- The Washington Times - Monday, June 6, 2005

What happens when a court constitutionalizes infanticide? We ask the question because a federal appeals court in Virginia appears to have done just that.

In a contentious 2-1 decision last week that places Virginia in the hot seat of the abortion debate, the 4th U.S. Circuit Court of Appeals in Richmond threw out Virginia’s partial-birth abortion ban, sanctioning the actions of an abortionist plaintiff who crushes the heads and dismembers the arms and legs of infants as they emerge from the womb. The law the court struck down was similar to the partial-birth abortion ban Congress passed in 2003 and was one of the most reasonable attempts by a state legislature anywhere to end this barbaric procedure. But the court blocked it, thus giving its approval to a practice a large majority of Americans rightly regard as murder.

Unlike a much-discussed Nebraska bill that would have prohibited a number of abortion procedures, this Virginia law focused narrowly on protecting the infant itself as it is being delivered. It allowed several procedures that the Nebraska law would have banned and made an exception for cases where the mother’s life is at risk. None of that stopped the court from ruling that the law’s clause to protect the life of mothers was inadequate.

The “infanticide” claim doesn’t originate with us; it comes from Judge Paul V. Niemeyer, one of the three justices who sits on the court. In his 27-page dissent, Judge Neimeyer calls the ruling “a bold, new law that, in essence, constitutionalizes infanticide of a most gruesome nature.” In some uncommonly harsh words for his colleagues, Judge Niemeyer called the ruling “unfit for the laws of a people of liberty” and said it “unnecessarily distances our jurisprudence from that of the Supreme Court and from general norms of morality.” To give readers a sense of the other side, Judge Niemeyer quotes the plaintiff, Dr. William Fitzhugh, describing his work. “My job on any given patient is to terminate that pregnancy, which means that I don’t want a live birth.”

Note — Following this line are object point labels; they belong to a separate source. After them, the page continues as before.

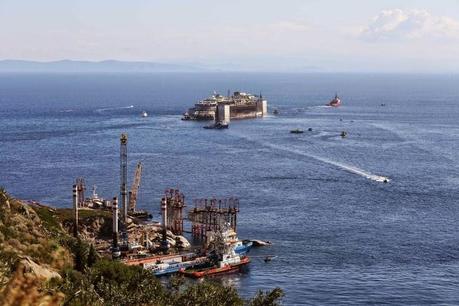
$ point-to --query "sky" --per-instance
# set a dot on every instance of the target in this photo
(252, 35)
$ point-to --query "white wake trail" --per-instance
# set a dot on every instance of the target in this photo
(345, 167)
(100, 110)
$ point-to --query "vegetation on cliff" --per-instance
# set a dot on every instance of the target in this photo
(41, 264)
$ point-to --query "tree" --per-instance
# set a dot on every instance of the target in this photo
(92, 256)
(80, 252)
(270, 298)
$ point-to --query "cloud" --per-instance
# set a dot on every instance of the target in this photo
(397, 24)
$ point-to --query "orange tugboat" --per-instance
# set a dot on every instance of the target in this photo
(224, 267)
(335, 102)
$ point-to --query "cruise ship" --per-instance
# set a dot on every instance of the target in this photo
(241, 105)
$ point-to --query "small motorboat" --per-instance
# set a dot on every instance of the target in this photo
(186, 116)
(218, 126)
(335, 102)
(269, 258)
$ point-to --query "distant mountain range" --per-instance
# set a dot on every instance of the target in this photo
(89, 66)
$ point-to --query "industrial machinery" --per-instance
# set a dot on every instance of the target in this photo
(135, 188)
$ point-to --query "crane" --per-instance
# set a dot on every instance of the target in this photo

The public has spoken on partial-birth abortion. Time and again in polls, between half and two-thirds of Americans say they oppose the practice. The numbers change depending on how the question is phrased or when it is asked, but there’s no denying a massive base of opposition exists. It’s more than the religious right: According to one 2003 Los Angeles Times poll, 53 percent of Democrats and 56 percent of independents favored laws to make partial-birth abortion illegal. Clearly the public doesn’t want what the 4th Circuit is content to sanction. Virginia lawmakers need to craft another partial-birth abortion ban.